Caipirinha Le Cocktail Brésilien
Ingrédients:
  • environ 6 cl de cachaça (alcool de canne à sucre brésilien)
  • un citron vert (ou un demi suivant sa taille)
  • une cuillère à soupe de sucre en poudre (de préférence du sucre de canne roux)
  • de la glace pilée
  • une paille coupée en deux -un morceau plus grand que l’autre.
Préparation: Si l’on veut boire moins d’alcool utiliser la grande (qui va au fond du verre et prend plus d’eau), ou, inversement, utiliser la petite pour boire plus l’alcool, qui sera en surface, car moins dense que l’eau.

1. Coupez le citron vert en deux selon son équateur. Coupez chaque demi-citron en quartiers, puis retirez-en la partie blanche centrale, responsable de l’amertume.

2. Mettez le citron découpé dans un verre à whisky (large, plat et solide), puis le sucre en poudre. Écrasez le tout à l’aide d’un pilon afin d’extraire le jus du citron pour qu’il forme un sirop avec le sucre.

3. Ajoutez ensuite la glace et la cachaça (selon la force que l’on souhaite donner au cocktail, la cachaça titre un peu moins que le rhum, vers 40 à 42°).

4. Frappez, ou mélangez à la cuillère, et ajoutez les pailles.

Traditionnellement, les glaçons ne sont pas pilés et le mélange se fait à la cuillère et non au shaker.
Histoire Variante de la recette “Batida de limão“. Vous aimez le Brésil, la Samba, une compagnie agréable… vous aimerez la Caipirinha !!! La Caipirinha est le Cocktail brésilien traditionnel, populaire et favori partout dans le pays, particulièrement au bord des plages. Accompagné de quelques biscuits apéritifs, il crée une atmosphère sensuelle et détendue. C’est également le compagnon inséparable de la “feijoada”, un plat typique brésilien servi chaque mercredi et samedi dans la plupart des restaurants brésiliens.

Au brésil, on boit les meilleures caipirinhas pour deux raisons : la technique et la qualité des cachaças. La technique consiste à couper le citron en 9 tel les traits du jeu du morpion après en avoir coupé les deux extrémités (c’est rapide) et la partie blanche centrale responsable de l’amertume.

Les meilleures cachaças, telles que “velho barreiro”, “magnifica”, “rochinha”, “gotas de minas”, se trouvent facilement au Brésil. Le meilleures sont les gold (vieillies) dont l’arôme est encore meilleur.

Aussi, il est important d’utiliser du sucre en poudre car grâce au pilon il devient un bon “abrasif” pour l’écorce du citron, et permet d’en optimiser le prélèvement de l’arôme.

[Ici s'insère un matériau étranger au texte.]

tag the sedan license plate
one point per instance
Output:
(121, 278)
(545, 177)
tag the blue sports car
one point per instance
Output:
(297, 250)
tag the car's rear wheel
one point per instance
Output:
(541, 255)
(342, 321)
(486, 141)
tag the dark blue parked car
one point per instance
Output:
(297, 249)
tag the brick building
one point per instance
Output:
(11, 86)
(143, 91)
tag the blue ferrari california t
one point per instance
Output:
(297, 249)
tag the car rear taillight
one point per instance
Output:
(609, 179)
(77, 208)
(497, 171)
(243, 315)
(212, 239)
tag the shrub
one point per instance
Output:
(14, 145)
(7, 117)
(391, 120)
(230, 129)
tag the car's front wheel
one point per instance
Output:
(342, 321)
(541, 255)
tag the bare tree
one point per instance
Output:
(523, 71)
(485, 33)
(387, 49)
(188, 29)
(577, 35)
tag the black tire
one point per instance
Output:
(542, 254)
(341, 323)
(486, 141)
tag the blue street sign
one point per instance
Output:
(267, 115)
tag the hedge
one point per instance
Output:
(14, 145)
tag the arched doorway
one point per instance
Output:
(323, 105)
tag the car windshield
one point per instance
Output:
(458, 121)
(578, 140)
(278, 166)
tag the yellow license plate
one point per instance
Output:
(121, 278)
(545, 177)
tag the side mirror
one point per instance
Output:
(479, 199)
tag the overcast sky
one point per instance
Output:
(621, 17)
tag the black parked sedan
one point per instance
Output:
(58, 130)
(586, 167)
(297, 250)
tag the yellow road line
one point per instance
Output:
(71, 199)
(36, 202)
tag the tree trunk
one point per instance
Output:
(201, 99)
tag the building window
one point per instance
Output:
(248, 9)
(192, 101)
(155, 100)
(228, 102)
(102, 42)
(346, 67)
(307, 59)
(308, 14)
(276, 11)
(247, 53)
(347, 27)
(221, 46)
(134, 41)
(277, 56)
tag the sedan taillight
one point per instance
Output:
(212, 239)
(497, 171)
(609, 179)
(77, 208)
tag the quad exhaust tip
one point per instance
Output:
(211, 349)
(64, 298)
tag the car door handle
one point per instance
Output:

Acidulé et sucré, c’est délicieux, et comme toute chose de haute gamme on ne sent pas sa puissance, c’est une dangereuse gourmandise qui fait tourner très vite la tête. Comme on dit au Brésil : la caipirinha c’est comme les seins: une seule ce n’est pas assez, trois c’est trop.

L’origine de la caiprinha remonte aux années 1800. Au brésil, les esclaves aimaient boire du “garapa”, qui était du jus de canne à sucre qu’ils faisaient simplement bouillir, sans le fermenter. Ils l’obtenaient après avoir pressé la canne à sucre au moyen des presses rotatives. L’ébullition permettait la stérilisation évitant ainsi le développement des bactéries qui se trouvent normalement dans le jus de canne. Pendant les fêtes et rituels, ils mélangeaient leur garapa avec l’eau-de-vie de sucre de canne locale (la “cachaça”) qu’ils donnaient en partie aux esprits des morts. Ils y mélangeaient aussi des jus de fruits ou des épices : sont nées ainsi les fameuses “batidas”, et la plus fameuse était la “batida de limao“, qui était réalisée avec le jus des citrons verts. C’était le prototype de la Caipirinha.

Avec le temps, la “batida de limao” a évolué avec des morceaux de citron verts dont l’écorce donne son goût original à la Caipirinha. La technologie aidant pour fabriquer la glace, et ainsi pour la rendre plus fraîche, elle est devenue plus facile à boire et plus courante.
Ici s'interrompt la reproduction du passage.